In my last post, I looked at the Internet's energy use, broadly construed, and contended that we might offload other societal functions onto the Internet. In this post I'd like to consider in what ways that might be an unwise approach given the dependencies of the Internet.

A couple of months ago, Greer argued that complexity limits might make otherwise sustainable-looking systems falter. That is, suppose a system uses very little energy, but requires a set of social arrangements, manufacturing and mining systems, and engineering knowledge to make it work at all. Those complex dependencies might be the system's undoing even if it doesn't run out of energy.

The Internet is composed of a complex array of hardware and software assembled around the world with materials, energy, skills, and designs also from a global resource base. With this complexity comes vulnerability to threats: disruptions in global supply chains, energy shortages, societal instability, and government intervention into its operation. The last two decades have been relatively placid compared with the previous eight or previous eighty, and have provided an environment in which the Internet has been able to grow at a phenomenal pace.
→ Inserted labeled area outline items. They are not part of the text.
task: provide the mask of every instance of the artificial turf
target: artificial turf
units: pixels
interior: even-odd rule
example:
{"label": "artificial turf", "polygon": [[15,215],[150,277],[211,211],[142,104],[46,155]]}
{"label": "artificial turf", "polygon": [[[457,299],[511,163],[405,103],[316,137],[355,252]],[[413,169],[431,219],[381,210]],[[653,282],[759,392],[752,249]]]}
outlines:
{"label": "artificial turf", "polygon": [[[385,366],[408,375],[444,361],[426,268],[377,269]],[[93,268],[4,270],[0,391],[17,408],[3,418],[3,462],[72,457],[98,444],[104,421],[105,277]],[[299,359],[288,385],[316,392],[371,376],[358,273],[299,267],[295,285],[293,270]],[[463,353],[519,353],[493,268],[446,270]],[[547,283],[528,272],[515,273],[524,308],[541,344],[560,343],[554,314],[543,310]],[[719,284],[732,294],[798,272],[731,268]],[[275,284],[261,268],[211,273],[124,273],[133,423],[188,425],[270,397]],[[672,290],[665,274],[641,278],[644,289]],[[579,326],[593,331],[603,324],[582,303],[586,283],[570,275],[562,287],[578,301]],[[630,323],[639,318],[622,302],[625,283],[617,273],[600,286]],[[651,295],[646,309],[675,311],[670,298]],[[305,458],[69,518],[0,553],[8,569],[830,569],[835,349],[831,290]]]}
In the spirit of appropriate technology, a colleague of mine, Shaddi, and I decided to analyze the dependencies of the Internet, down to their roots. Our goal was to understand where we might intervene in the system to make pieces of it more locally-reproducible, and thus more resilient. The result was a bit overwhelming, but perhaps a wake-up call.

We looked at a use case of two people communicating over the Internet over a long distance - the dependencies of that scenario are shown in the diagram below (click to zoom). Each box denotes an abstract or concrete component, resource, or function of the Internet or one of its dependencies. Arrows denote dependency; dashed arrows denote optional dependency (a "one of these" relationship). At the top is the use case. We quickly move through the higher layers which represent mostly functional and abstract pieces that we recognize as pieces of the Internet and on to the lower layers which reside in the realm of hardware. Once we move beyond hardware manufacturing we enter the realm of chemical compounds and natural resources that are required for many of the relevant manufacturing processes, from making fiber optics to printing circuit boards. We end with ores or otherwise naturally occurring resources. We decided not to depict operational or deployment dependencies since they tend to involve a small number of processes like power generation and transportation.

Click to zoom in.

Where the dependencies come from is just as important as what they are - the map below shows the origins of some of the many resources from the dependency diagram above. The idea of global commodities and international trade are so firmly entrenched in our thinking today that we take for granted that a resource in another country can be tapped if the price or force is right. However, this is a modern notion, one whose history is scarcely four decades old; higher energy costs and increased resource competition might complicate the picture in the decades to come.

Click to zoom in.

 

We considered a number of ways of eliminating these dependencies, though I'll have to go into that another time. Suffice it to say that we didn't find particularly elegant ways of replacing the complex and global dependencies the Internet has today.